Figure 9: Percentage increases in the number of applications targeted by attacks by rule, .NET applications, March–April vs. May–June 2020.

Figure 9: Percentage increases in the number of applications targeted by attacks by rule, .NET applications, March–April vs. May–June 2020.

Application Security Watch List

When development and security professionals look at vulnerability and attack data such as what is presented in this report, their most important consideration is how much risk each vulnerability poses to their organizations. Contrast Labs performs continuous analysis of these two datasets to compile an Application Security Watch List for each bi-monthly period. The ranking is according to something we call a “risk factor”—the comparison of the likelihood that a vulnerability type will occur and the likelihood that that specific vulnerability will be attacked. The Watch List for May and June of 2020 is as follows:

Figure 10: Top 12 vulnerability categories by risk factor, May–June 2020.

Figure 10: Top 12 vulnerability categories by risk factor, May–June 2020.

Given the 47% spike in the percentage of applications targeted by SQL injection attacks, it is not surprising that this vulnerability moved to the top of the Watch List for May and June (Figure 11). Its vulnerability prevalence is up by 15% in that period compared with the annual average for the 12 months ending on May 31. SQL injection attacks were especially impactful in May when 85% of applications experienced them.

Indeed, SQL injection attacks can yield useful information when they are successful, including login credentials, transaction files, and database information. For example, in late May, a New York City resident was charged with using SQL injection to hack into e-commerce sites, steal payment card information, and sell it on the dark web.

Several familiar vulnerability types follow behind SQL injection, including broken access control, command injection, XSS, and expression language injection. Indeed, the top five entries on the Watch List are unchanged from March and April, and these vulnerabilities remain common targets for adversaries.

Insecure configuration moved up one spot to number six on the Watch List, driven by a 79% increase in vulnerability prevalence compared with the annual average. And further, down the list, NoSQL injection moved up two spots from its customary 12th position on the list. As organizations deal with increasingly large sets of distributed data, NoSQL databases are more attractive to make sense of it. As a result, NoSQL injection vulnerabilities may be targeted with more attacks going forward.

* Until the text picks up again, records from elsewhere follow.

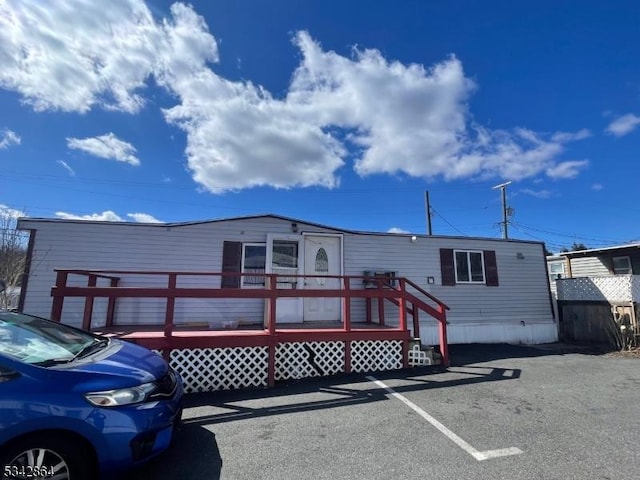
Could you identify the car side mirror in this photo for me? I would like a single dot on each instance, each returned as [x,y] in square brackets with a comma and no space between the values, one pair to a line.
[7,374]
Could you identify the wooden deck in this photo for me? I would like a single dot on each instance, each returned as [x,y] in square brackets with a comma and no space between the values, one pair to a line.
[200,336]
[258,355]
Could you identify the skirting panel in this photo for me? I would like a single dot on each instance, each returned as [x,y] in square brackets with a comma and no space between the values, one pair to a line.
[377,355]
[210,369]
[309,359]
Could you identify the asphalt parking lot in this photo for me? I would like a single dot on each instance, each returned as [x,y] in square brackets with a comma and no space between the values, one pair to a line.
[501,412]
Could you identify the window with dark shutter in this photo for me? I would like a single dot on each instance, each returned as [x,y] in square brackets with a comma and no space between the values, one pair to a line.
[491,268]
[231,263]
[447,267]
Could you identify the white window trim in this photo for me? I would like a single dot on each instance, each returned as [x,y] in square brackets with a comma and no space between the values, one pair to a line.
[554,275]
[627,258]
[242,268]
[470,281]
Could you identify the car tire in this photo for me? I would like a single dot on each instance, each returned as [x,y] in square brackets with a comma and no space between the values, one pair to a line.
[38,455]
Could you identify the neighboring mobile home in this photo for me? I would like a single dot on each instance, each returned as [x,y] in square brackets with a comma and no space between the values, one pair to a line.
[598,294]
[497,290]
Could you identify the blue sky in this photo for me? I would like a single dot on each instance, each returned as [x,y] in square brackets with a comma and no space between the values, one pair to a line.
[342,113]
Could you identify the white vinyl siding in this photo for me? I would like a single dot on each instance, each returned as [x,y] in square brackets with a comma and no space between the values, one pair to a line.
[469,266]
[145,247]
[522,296]
[621,265]
[519,302]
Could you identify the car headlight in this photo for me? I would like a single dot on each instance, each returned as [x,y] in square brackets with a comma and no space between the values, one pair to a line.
[121,396]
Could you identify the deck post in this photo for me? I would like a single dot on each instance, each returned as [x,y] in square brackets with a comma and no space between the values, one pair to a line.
[347,356]
[58,298]
[346,310]
[444,346]
[403,306]
[271,325]
[111,306]
[271,315]
[171,303]
[405,354]
[88,303]
[380,303]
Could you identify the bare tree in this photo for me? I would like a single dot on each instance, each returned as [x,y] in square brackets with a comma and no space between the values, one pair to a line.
[13,253]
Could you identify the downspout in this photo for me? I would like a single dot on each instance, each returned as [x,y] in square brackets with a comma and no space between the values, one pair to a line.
[27,269]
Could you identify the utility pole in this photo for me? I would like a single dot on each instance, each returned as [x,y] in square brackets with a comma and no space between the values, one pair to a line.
[428,207]
[505,222]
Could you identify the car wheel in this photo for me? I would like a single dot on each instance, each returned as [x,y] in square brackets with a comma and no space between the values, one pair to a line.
[46,457]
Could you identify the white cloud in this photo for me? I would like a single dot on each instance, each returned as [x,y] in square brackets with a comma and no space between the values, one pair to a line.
[623,125]
[106,146]
[143,218]
[8,138]
[66,166]
[385,116]
[7,211]
[565,170]
[102,56]
[543,194]
[108,216]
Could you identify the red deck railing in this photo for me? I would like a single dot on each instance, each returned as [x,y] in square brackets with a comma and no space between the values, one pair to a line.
[352,287]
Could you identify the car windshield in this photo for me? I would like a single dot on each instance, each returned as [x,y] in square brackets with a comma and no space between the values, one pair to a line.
[42,342]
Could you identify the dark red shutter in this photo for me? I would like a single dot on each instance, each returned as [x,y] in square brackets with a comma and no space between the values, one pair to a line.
[447,267]
[231,262]
[490,268]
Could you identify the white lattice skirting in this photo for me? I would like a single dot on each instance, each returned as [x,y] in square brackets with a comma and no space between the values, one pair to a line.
[372,356]
[309,359]
[211,369]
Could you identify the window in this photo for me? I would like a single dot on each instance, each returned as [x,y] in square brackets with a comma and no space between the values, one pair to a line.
[285,254]
[469,267]
[322,261]
[253,261]
[461,266]
[621,265]
[556,270]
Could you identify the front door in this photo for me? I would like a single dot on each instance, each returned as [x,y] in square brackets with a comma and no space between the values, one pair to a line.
[322,257]
[283,259]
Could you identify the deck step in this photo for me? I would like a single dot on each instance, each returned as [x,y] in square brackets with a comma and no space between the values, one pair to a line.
[422,355]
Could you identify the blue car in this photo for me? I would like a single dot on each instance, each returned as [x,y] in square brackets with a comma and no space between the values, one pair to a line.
[74,405]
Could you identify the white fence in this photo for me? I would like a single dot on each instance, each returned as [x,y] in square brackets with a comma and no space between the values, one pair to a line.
[611,288]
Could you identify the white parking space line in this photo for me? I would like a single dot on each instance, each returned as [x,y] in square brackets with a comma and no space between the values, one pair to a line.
[478,455]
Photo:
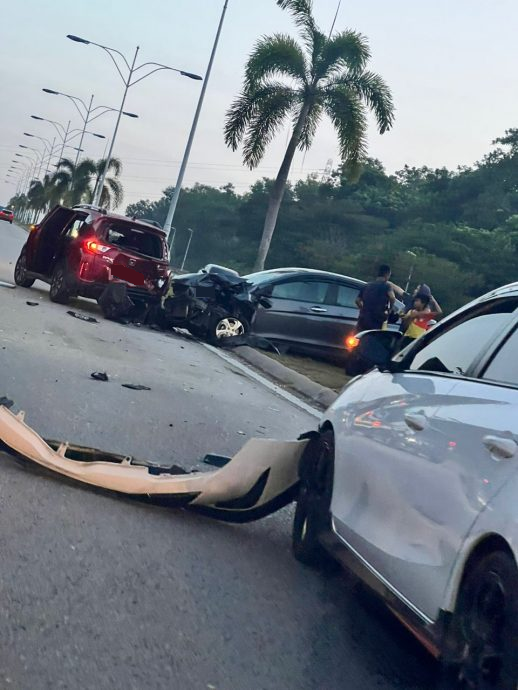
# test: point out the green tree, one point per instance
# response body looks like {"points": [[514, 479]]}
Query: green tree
{"points": [[41, 195], [75, 184], [72, 183], [324, 75], [112, 193]]}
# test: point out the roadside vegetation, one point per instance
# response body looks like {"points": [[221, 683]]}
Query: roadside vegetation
{"points": [[461, 224]]}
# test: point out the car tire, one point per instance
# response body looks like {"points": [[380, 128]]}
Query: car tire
{"points": [[312, 512], [224, 326], [20, 271], [483, 635], [59, 291]]}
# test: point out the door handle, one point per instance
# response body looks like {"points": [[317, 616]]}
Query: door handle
{"points": [[500, 448], [417, 422]]}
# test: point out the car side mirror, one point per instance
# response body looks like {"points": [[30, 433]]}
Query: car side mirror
{"points": [[373, 349]]}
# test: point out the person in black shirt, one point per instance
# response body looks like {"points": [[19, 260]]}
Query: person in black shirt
{"points": [[374, 301]]}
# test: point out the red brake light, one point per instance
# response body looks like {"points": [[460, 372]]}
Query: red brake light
{"points": [[351, 342], [94, 247]]}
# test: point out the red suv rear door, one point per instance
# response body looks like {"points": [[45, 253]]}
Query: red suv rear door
{"points": [[137, 255], [42, 240]]}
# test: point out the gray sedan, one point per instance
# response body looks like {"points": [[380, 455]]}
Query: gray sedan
{"points": [[311, 311]]}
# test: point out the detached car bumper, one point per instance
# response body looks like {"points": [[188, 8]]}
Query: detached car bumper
{"points": [[260, 479]]}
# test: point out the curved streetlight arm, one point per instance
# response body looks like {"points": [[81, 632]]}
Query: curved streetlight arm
{"points": [[35, 136], [109, 51], [148, 74], [74, 99], [159, 67]]}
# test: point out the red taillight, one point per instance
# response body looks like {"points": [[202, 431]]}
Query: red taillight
{"points": [[95, 247], [351, 342]]}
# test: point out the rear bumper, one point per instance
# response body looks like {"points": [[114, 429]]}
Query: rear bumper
{"points": [[95, 290]]}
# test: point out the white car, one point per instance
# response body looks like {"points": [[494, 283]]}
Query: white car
{"points": [[413, 483]]}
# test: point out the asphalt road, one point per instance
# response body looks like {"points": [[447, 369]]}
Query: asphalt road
{"points": [[105, 593]]}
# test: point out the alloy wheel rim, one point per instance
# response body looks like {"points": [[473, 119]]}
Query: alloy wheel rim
{"points": [[229, 327], [483, 655]]}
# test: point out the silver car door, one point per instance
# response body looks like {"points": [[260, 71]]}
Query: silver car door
{"points": [[401, 497]]}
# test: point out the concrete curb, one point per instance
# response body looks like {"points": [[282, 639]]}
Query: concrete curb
{"points": [[322, 396]]}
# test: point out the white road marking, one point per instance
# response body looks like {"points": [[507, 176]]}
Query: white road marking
{"points": [[250, 373]]}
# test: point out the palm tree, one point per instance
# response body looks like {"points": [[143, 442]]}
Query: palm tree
{"points": [[324, 75], [73, 182], [113, 192], [41, 195]]}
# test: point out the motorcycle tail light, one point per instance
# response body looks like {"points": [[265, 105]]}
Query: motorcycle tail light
{"points": [[351, 342], [95, 247]]}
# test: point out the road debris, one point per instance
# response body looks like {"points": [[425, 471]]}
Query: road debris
{"points": [[258, 480], [82, 317], [100, 376]]}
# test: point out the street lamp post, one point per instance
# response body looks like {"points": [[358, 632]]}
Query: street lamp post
{"points": [[411, 273], [191, 232], [88, 114], [127, 81], [178, 187]]}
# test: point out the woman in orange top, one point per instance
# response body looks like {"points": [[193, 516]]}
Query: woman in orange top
{"points": [[417, 320]]}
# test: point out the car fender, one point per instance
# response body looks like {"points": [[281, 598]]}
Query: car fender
{"points": [[499, 520]]}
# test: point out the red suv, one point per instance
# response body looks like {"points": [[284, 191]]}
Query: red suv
{"points": [[80, 250], [6, 214]]}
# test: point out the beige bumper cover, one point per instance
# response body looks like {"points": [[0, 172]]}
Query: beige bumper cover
{"points": [[261, 478]]}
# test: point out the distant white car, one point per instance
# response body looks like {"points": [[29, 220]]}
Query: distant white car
{"points": [[413, 483]]}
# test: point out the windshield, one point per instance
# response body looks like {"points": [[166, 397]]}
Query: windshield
{"points": [[134, 239], [265, 276]]}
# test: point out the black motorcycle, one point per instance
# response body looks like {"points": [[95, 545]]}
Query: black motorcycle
{"points": [[213, 305]]}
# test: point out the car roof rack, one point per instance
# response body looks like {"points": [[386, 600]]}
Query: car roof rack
{"points": [[154, 223], [91, 207]]}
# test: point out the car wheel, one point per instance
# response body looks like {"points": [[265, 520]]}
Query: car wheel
{"points": [[20, 272], [312, 516], [226, 327], [484, 628], [59, 291]]}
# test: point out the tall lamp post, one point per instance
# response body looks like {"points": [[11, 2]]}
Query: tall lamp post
{"points": [[87, 114], [127, 79], [185, 160], [412, 266]]}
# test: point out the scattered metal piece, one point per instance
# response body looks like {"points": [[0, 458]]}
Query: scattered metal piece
{"points": [[216, 460], [248, 340], [99, 376], [82, 317]]}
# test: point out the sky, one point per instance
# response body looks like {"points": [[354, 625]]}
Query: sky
{"points": [[451, 65]]}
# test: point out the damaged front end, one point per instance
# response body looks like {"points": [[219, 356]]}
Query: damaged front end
{"points": [[258, 480]]}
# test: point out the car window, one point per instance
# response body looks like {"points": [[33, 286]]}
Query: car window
{"points": [[74, 230], [455, 350], [504, 367], [346, 296], [134, 239], [302, 291]]}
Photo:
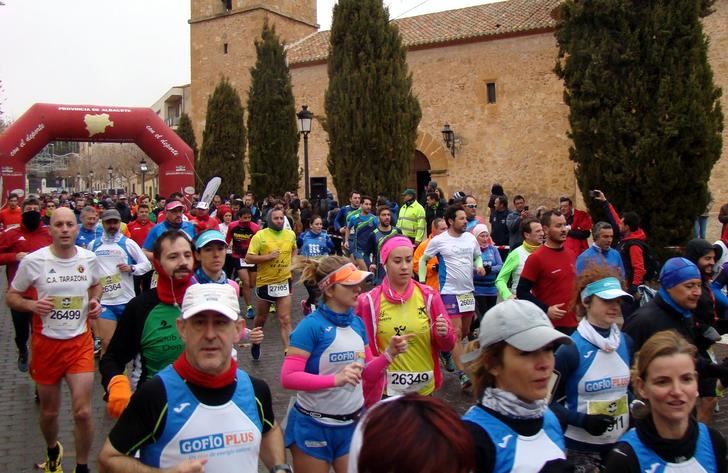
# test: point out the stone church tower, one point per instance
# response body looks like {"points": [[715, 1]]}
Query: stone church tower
{"points": [[222, 36]]}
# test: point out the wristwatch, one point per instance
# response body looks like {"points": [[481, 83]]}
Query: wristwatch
{"points": [[281, 468]]}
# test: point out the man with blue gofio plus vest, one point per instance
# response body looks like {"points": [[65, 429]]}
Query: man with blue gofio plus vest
{"points": [[201, 413], [119, 259]]}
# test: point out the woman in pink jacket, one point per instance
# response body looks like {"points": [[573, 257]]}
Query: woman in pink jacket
{"points": [[402, 306]]}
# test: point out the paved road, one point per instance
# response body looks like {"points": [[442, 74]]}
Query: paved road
{"points": [[21, 445]]}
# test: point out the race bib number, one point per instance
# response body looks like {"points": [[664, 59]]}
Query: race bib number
{"points": [[403, 382], [278, 290], [466, 303], [244, 264], [111, 285], [66, 313], [618, 409]]}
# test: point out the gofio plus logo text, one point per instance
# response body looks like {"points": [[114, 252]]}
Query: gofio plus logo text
{"points": [[606, 383], [345, 356], [216, 442]]}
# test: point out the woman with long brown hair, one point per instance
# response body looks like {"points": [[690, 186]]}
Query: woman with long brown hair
{"points": [[411, 434], [667, 438]]}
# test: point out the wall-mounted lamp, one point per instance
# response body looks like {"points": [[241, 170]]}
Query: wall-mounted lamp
{"points": [[448, 136]]}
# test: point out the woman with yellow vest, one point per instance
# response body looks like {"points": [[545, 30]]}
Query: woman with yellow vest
{"points": [[402, 306]]}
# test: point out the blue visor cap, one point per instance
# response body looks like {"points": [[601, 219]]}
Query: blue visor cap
{"points": [[607, 288], [208, 237]]}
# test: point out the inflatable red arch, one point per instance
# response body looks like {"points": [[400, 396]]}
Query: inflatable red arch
{"points": [[44, 122]]}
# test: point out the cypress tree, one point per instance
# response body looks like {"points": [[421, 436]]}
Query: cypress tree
{"points": [[645, 113], [272, 132], [223, 140], [184, 130], [371, 112]]}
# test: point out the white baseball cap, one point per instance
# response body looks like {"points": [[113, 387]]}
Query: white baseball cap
{"points": [[220, 298], [521, 324]]}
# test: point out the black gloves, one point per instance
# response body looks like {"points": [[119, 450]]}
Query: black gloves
{"points": [[558, 466], [597, 424]]}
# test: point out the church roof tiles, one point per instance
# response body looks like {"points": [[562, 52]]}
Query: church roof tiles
{"points": [[464, 24]]}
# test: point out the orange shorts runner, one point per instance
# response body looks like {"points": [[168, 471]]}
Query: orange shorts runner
{"points": [[52, 359]]}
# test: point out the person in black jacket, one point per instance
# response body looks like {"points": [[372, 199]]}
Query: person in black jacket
{"points": [[703, 254], [673, 309]]}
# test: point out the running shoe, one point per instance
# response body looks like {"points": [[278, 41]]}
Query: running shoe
{"points": [[55, 465], [448, 361], [23, 361], [465, 382]]}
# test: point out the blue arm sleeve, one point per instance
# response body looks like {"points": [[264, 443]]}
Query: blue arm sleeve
{"points": [[717, 287], [304, 335]]}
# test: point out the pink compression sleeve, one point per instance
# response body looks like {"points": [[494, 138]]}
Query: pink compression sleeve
{"points": [[294, 376], [375, 366]]}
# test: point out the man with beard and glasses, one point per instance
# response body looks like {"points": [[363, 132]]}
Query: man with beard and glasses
{"points": [[272, 250], [15, 244], [173, 220], [377, 238], [549, 275], [147, 326]]}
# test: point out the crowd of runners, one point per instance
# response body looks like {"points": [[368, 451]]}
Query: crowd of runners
{"points": [[579, 356]]}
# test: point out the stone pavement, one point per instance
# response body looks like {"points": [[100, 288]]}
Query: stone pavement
{"points": [[21, 444]]}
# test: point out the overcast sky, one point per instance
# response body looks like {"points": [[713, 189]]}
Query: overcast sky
{"points": [[123, 52]]}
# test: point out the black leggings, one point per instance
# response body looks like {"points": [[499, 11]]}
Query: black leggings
{"points": [[21, 322]]}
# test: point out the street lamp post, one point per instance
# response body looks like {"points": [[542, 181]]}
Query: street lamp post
{"points": [[143, 168], [305, 119], [448, 136]]}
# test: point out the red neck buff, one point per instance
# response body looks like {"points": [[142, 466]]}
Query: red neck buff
{"points": [[198, 378], [170, 291]]}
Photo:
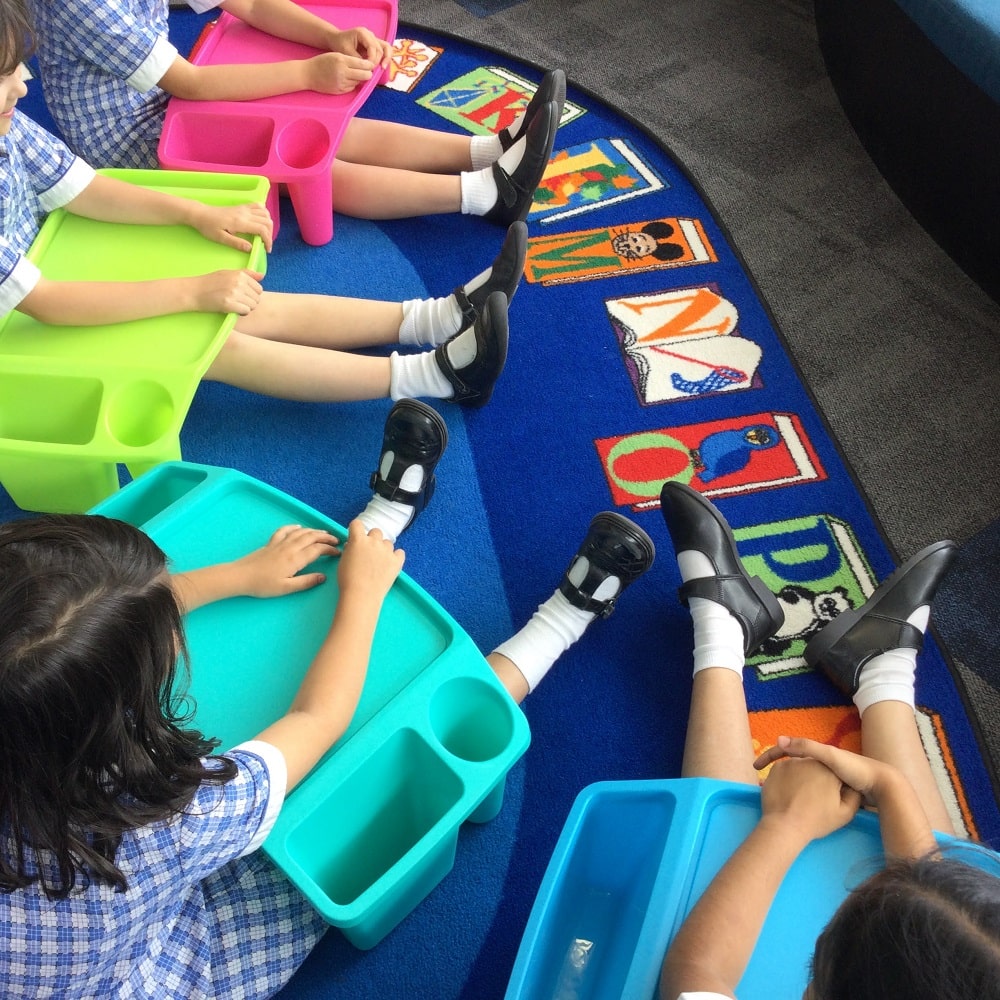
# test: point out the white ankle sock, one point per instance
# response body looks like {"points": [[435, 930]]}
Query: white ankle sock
{"points": [[412, 376], [553, 628], [429, 322], [391, 516], [479, 189], [485, 149], [890, 676], [718, 635]]}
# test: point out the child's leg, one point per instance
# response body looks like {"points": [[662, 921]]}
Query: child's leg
{"points": [[332, 321], [406, 147], [464, 368], [614, 553], [870, 653], [732, 614], [501, 192]]}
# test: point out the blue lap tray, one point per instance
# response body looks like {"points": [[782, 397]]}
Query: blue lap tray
{"points": [[633, 859]]}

Figure 11: Likelihood of a vulnerability vs. likelihood of an attack, May–June 2020.

Figure 11: Likelihood of a vulnerability vs. likelihood of an attack, May–June 2020.

Conclusion

This bi-monthly report finds that software vulnerabilities and attacks continue unabated in a rapidly changing technology world. Given the rapid clip at which businesses have developed applications over the past two months—often to survive in a rapidly changing economy—the fact that vulnerabilities have not dramatically increased could be counted as good news.

Conversely, the decline in the volume of attacks compared with the prior two-month period might appear at first glance to be a positive development. Unfortunately, the notion that cybercriminals are simply targeting their attacks more precisely is likely closer to the truth. The dramatic increase in applications impacted by specific attack types may indicate some level of the strategy behind the attacks.

In a fast-changing world, it is more important than ever to ensure that applications are delivered into production without serious vulnerabilities. To achieve this, organizations need to “shift left” with their AppSec processes—finding vulnerabilities earlier in the development process. At the same time, organizations must “shift right” by building self-protection into applications in production. Security instrumentation enables continuous security testing built into the application itself, providing real-time feedback to developers and enabling remediation on the fly.